Herbert Marcuse: Eros y civilización. Ariel, Ed. Planeta, 1981. Trad. de Juan García Ponce

(págs. 229-231).

 

La hipótesis del instinto de la muerte y su papel en la agresión civilizada arroja luz sobre uno de los más descuidados enigmas de la civilización: revela la escondida liga inconsciente que ata a los oprimidos con sus opresores, a los soldados con sus generales, a los individuos con sus amos. Las destrucciones totales que enmarcaron el progreso de la civilización dentro del marco de la dominación fueron perpetuadas, teniendo enfrente su posible abolición, por el acuerdo instintivo con los ejecutores por parte de los instrumentos y víctimas humanas. Freud escribió durante la Primera Guerra Mundial:

«Piense en la colosal brutalidad, crueldad y mendacidad que se permite extender ahora sobre el mundo civilizado. ¿Cree usted realmente que un puñado de belicistas sin principios y corruptores del hombre hubieran tenido éxito en desencadenar toda esta maldad latente, si sus millones de seguidores no fueran culpables también?»
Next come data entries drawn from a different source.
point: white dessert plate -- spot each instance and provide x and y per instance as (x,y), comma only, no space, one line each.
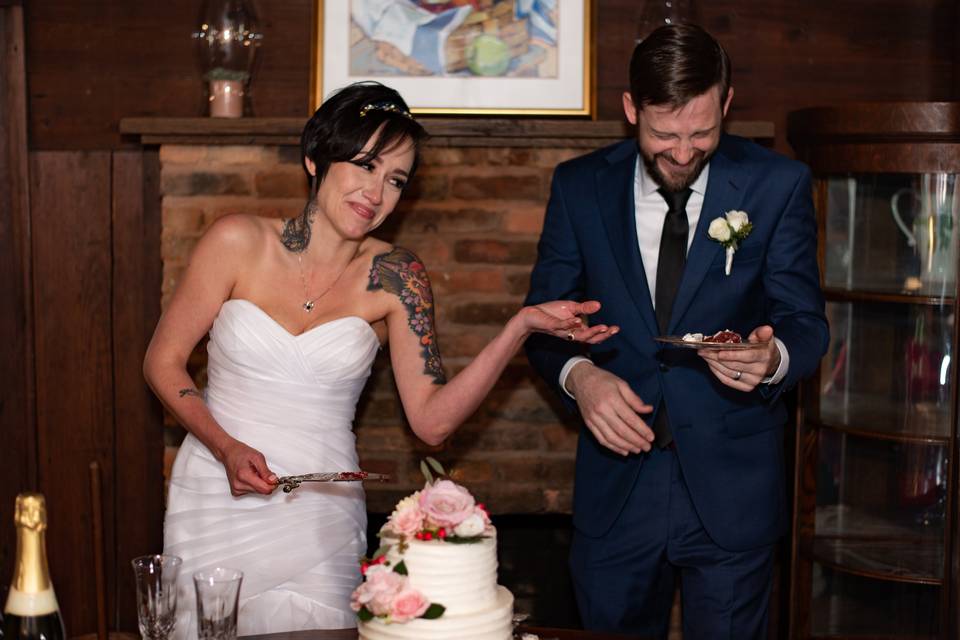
(678,341)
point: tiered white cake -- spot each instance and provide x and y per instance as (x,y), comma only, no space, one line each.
(438,579)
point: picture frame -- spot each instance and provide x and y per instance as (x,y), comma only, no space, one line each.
(461,57)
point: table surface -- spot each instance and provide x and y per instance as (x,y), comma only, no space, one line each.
(351,634)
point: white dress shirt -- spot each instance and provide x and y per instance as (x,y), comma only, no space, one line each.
(651,211)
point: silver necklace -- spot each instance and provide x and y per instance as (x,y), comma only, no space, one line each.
(310,303)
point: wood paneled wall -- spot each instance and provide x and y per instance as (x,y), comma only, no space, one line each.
(18,462)
(95,249)
(92,63)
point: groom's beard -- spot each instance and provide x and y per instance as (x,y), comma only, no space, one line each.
(675,181)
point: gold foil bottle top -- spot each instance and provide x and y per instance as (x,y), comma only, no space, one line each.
(31,512)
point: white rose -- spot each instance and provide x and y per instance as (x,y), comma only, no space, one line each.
(719,230)
(472,526)
(737,219)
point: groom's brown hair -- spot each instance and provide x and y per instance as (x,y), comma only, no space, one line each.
(675,64)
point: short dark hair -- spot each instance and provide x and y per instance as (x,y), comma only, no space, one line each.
(675,64)
(346,121)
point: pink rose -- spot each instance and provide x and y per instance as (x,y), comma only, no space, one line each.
(381,587)
(446,504)
(406,520)
(407,605)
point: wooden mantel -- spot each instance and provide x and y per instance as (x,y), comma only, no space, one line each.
(450,132)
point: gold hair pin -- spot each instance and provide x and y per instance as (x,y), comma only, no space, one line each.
(389,107)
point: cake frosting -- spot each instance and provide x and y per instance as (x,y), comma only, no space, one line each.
(435,575)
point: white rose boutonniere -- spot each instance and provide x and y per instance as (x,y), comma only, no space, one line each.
(729,230)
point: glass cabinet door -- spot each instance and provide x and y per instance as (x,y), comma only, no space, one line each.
(881,413)
(888,370)
(892,233)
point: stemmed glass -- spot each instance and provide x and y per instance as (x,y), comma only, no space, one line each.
(156,577)
(218,591)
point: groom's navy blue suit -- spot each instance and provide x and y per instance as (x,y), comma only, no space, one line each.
(728,443)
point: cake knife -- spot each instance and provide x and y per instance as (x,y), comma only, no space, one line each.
(289,483)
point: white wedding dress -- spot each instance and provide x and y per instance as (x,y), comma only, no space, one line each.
(292,398)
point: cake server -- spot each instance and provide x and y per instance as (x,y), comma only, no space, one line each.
(289,483)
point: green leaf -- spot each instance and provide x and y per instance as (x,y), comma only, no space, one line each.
(436,466)
(426,472)
(433,612)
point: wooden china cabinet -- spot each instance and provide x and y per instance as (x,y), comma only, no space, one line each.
(875,551)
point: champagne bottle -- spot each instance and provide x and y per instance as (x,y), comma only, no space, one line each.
(31,612)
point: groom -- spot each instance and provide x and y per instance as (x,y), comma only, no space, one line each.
(680,469)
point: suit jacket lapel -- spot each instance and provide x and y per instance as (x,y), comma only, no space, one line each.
(725,191)
(618,212)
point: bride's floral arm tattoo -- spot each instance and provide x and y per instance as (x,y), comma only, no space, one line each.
(401,273)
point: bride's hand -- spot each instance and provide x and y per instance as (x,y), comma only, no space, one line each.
(561,318)
(247,470)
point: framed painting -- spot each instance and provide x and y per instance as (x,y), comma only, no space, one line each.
(490,57)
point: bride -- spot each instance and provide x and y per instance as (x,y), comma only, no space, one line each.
(296,311)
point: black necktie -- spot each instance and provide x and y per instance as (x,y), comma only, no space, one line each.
(673,255)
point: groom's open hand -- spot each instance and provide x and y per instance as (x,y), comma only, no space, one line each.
(610,409)
(563,319)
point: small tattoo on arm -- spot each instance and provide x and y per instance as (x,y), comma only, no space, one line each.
(401,273)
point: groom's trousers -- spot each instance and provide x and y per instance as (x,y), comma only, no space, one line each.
(625,579)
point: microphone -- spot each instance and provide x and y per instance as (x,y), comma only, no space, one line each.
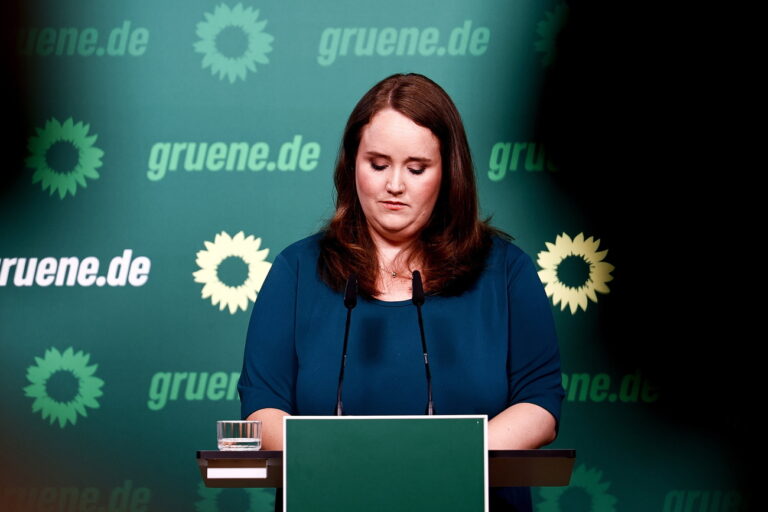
(350,301)
(418,301)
Pero los impulsos que esta hipótesis asume son incompatibles con la filosofía moralista del progreso expuesta por los revisionistas. Karen Horney expone brevemente la posición revisionista:

«La tesis de Freud (de un instinto de la muerte) supone que el motivo final de la hostilidad y deseo de destrucción radican en el impulso de destruir. En tal forma, convierte en lo opuesto nuestra creencia de que destruimos para vivir: vivimos para destruir.»

(…)

El argumento revisionista minimiza el grado en el que, en la teoría freudiana, los impulsos son modificables (y) están sujetos a las «vicisitudes» de la historia. El instinto de la muerte y sus derivados no son excepción. Hemos sugerido que la energía del instinto de la muerte no debe necesariamente paralizar los esfuerzos para alcanzar un «futuro mejor»; al contrario, estos esfuerzos son más bien paralizados por la sistemática restricción que la civilización impone sobre los instintos de la vida (…).

Freud no creía en realidad en posibles cambios sociales que alterarían suficientemente la naturaleza humana para poder liberar al hombre de la opresión externa e interna.